Evening Republican, Volume 19, Number 162, Rensselaer, Jasper County, 10 July 1915 — BASKETS FOR THE VERANDA [ARTICLE]
BASKETS FOR THE VERANDA
Hanging Blossoms or Clusters of Green May Be Employed to Beautify Front of House. Have you ever tried to have hanging baskets of greenery and flowers on the veranda or In the summer living room? They are charming and they are not very difficult to keep In order. If the flowers do die they can be replenished with new ones, so that you can always keep a hanging bit of loveliness in sight? First as to the choice of baskets. A porous sort is best, and perhaps the wire ones are best of all. Line the basket with moss. As for the soil, a mixture of leaf mold and wood loam or rich garden loam is good. This soil must be enriched with fertilizer dissolved from time to time in the water with which it is moistened. The best way. to water these baskets is to sink them in a tub of water and leave them there until they are wet through. If the vines and leaves hang in the water suspend them from a peg or bar above the tub. Hang the basket where it will not be constantly subjected to wind, which dries out the soil, and don’t let it have much sunlight—just enough to keep the soil sweet.
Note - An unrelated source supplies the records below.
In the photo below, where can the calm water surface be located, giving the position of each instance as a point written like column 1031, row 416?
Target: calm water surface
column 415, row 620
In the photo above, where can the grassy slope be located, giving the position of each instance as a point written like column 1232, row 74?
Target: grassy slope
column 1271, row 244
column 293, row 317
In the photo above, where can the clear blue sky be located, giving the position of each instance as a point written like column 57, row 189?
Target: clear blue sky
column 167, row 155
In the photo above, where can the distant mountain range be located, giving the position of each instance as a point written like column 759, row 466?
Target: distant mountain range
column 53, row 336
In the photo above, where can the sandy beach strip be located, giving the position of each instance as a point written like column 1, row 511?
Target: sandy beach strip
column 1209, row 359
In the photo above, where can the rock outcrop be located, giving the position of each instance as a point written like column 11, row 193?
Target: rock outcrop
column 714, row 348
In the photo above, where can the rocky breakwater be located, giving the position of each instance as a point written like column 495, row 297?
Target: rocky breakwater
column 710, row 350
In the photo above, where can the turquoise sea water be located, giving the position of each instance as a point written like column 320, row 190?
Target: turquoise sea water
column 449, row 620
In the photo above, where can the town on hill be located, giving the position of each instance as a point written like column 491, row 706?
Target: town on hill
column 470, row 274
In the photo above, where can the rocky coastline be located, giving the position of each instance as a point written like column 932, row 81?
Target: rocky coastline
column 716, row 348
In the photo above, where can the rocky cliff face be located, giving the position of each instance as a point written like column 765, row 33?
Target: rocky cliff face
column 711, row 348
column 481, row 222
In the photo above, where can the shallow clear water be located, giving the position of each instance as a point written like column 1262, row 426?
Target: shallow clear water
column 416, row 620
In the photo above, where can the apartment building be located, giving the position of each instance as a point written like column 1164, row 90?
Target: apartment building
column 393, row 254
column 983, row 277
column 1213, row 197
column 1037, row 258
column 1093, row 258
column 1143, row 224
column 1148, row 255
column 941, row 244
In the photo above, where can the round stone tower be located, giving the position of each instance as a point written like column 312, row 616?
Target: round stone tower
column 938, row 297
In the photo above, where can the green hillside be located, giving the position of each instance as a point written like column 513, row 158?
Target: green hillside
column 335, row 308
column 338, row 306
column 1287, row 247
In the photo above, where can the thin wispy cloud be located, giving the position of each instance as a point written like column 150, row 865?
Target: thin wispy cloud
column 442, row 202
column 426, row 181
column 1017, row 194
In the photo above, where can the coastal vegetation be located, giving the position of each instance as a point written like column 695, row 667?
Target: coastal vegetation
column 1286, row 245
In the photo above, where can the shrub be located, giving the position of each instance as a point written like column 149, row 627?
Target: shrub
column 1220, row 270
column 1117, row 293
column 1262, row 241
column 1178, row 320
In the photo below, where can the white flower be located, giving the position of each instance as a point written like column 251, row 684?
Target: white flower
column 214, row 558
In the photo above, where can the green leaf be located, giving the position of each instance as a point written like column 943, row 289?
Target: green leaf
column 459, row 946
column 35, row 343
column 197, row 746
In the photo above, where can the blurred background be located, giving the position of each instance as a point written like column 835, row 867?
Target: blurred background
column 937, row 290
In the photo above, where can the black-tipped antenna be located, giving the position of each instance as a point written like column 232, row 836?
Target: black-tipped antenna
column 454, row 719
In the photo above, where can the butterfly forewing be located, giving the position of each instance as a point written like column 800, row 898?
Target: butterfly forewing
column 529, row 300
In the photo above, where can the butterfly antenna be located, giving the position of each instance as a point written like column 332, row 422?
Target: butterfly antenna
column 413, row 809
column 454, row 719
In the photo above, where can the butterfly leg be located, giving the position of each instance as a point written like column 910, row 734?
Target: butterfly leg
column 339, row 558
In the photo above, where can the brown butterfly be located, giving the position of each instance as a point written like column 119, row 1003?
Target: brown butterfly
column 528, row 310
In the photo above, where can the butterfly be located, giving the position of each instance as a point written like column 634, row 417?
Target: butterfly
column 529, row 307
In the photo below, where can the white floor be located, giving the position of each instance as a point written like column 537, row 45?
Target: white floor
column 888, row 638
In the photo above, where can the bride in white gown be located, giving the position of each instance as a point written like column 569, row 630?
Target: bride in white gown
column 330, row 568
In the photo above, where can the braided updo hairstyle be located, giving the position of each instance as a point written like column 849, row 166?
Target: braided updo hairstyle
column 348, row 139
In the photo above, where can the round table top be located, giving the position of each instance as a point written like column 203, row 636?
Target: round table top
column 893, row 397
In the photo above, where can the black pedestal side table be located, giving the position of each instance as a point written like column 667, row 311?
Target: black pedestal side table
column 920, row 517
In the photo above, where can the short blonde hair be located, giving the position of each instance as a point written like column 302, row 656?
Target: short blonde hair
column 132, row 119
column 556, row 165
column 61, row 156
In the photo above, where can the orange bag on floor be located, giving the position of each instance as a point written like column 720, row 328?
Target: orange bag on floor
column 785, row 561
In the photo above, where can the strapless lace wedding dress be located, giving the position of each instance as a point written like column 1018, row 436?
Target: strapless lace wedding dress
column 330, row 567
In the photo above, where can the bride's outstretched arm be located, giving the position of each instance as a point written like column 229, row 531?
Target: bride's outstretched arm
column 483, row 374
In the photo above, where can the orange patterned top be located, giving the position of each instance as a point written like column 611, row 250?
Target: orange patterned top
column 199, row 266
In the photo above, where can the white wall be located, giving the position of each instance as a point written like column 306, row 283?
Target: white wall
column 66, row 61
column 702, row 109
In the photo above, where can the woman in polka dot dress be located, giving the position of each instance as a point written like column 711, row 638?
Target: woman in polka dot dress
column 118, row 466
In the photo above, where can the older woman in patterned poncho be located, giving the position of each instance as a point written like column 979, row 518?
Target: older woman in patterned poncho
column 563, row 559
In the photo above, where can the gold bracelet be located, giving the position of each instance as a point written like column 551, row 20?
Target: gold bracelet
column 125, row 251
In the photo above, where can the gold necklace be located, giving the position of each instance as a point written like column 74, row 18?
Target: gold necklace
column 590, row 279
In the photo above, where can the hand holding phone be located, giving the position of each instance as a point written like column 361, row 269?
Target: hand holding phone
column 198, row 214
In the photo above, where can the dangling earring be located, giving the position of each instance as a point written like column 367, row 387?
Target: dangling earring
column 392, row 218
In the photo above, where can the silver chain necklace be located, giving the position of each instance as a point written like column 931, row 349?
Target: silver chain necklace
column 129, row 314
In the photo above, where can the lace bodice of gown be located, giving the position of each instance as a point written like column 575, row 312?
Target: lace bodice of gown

When the soil appears to have lost some of its richness place some manure in the water in which the basket is immersed several hours before the watering time. Or use a little bone meal —not too much —for a too-strong fertilizer might burn the roots and foliage. You will have to experiment a little about the amount and kind of enriching to do. As for the plants to have, any kind of ivy ought to thrive in a basket and its lovely green makes it especially desirable. Dusty miller and wandering jew are two reliable plants that will thrive under almost any conditions, and they make a charming background for flowering plants. Oxalis makes a pretty flowering; plant to put in the basket, and ivy geranium is .another. Any kind of geranium can be used, and fuchsias and strawberries are also satisfactory for the boxes. Ferns of various sorts can be used. There is a new self-watering iron hanging basket, which needs watering only once a week and which does not drip, as it must be admitted the wire baskets do. Of course, this iron basket could be placed in a Japanese wicker basket if the iron did not harmonize With its surroundings.